In a world where everyone is glued to a smartphone, the market for Applications, usually shortened to Apps, has exploded virtually overnight. Apps allow users to do… well… pretty much anything. “There’s an app for that,” after all. Apps have been created to serve what seems like every form and function: mobile gaming, mobile banking, and mobile learning have all become phrases commonly used in our vocabulary today. It seems like things we once had to go out and do in the “real world” can just as easily be done from a phone’s touch screen, and you can bet that people are making a profit from it. But what exactly is an app? And how does it work?

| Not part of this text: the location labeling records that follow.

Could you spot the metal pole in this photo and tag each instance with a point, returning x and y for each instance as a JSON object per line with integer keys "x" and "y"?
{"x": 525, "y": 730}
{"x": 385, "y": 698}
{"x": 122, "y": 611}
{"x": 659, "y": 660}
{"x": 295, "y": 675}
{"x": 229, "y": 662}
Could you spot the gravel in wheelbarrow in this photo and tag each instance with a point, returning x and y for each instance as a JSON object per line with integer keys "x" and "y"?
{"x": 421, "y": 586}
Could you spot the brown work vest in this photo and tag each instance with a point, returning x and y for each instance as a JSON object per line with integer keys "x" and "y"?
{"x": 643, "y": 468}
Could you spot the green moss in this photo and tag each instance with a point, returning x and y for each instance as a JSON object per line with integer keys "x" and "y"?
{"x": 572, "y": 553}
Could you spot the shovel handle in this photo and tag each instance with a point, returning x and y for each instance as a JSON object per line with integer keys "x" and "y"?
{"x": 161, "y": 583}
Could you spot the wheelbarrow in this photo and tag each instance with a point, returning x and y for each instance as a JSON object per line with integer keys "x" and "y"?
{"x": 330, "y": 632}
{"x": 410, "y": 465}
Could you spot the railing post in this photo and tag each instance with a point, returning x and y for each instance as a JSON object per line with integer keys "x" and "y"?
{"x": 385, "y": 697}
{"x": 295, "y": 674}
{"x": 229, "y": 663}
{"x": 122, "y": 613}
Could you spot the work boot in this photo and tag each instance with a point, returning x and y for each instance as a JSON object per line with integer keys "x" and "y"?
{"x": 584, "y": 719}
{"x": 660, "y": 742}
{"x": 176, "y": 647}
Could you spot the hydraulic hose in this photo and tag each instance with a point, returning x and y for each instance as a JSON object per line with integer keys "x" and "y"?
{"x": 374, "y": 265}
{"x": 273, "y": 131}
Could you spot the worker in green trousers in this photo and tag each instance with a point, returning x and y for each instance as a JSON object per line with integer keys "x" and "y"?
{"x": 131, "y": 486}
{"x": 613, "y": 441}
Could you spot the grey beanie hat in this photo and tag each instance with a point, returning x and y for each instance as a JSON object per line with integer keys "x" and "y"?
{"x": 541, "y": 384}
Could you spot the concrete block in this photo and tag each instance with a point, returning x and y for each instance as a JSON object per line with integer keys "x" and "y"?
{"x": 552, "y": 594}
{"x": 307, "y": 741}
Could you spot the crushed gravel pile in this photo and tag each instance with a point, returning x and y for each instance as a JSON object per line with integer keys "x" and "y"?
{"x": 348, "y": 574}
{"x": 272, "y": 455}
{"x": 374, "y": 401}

As explained in the article, How to Create an App, Apps can divided into two categories: Native and Web apps. As you might be able to guess, Native apps take advantage of built-in hardware and software on the device to perform whatever functions they were designed for, and Web apps use the internet to do the same thing– that is, they actually function in the web browser, but “look and feel like a Native app”. Many apps are a combination of the two, having features that can be accessed with just the phone’s hardware, and additional features that are only available with an internet connection.
Once past learning and writing the basic code for the app, app builders can use storyboarding design tools to format the layout and look of the app. Next, they program the logic and data storage of the app, which ensures that the app functions as you would expect it to. For example, you press a button and the button responds by leading you to a new page, where you then enter information, press another button, and have your information stored in the app for future reference. Once this is complete, the app can be tested, and then published for public consumption.
The article goes more in-depth about the programs available for app creation and development, and concludes by stressing the importance of continued development of mobile apps as people continue to demand these applications on their mobile devices.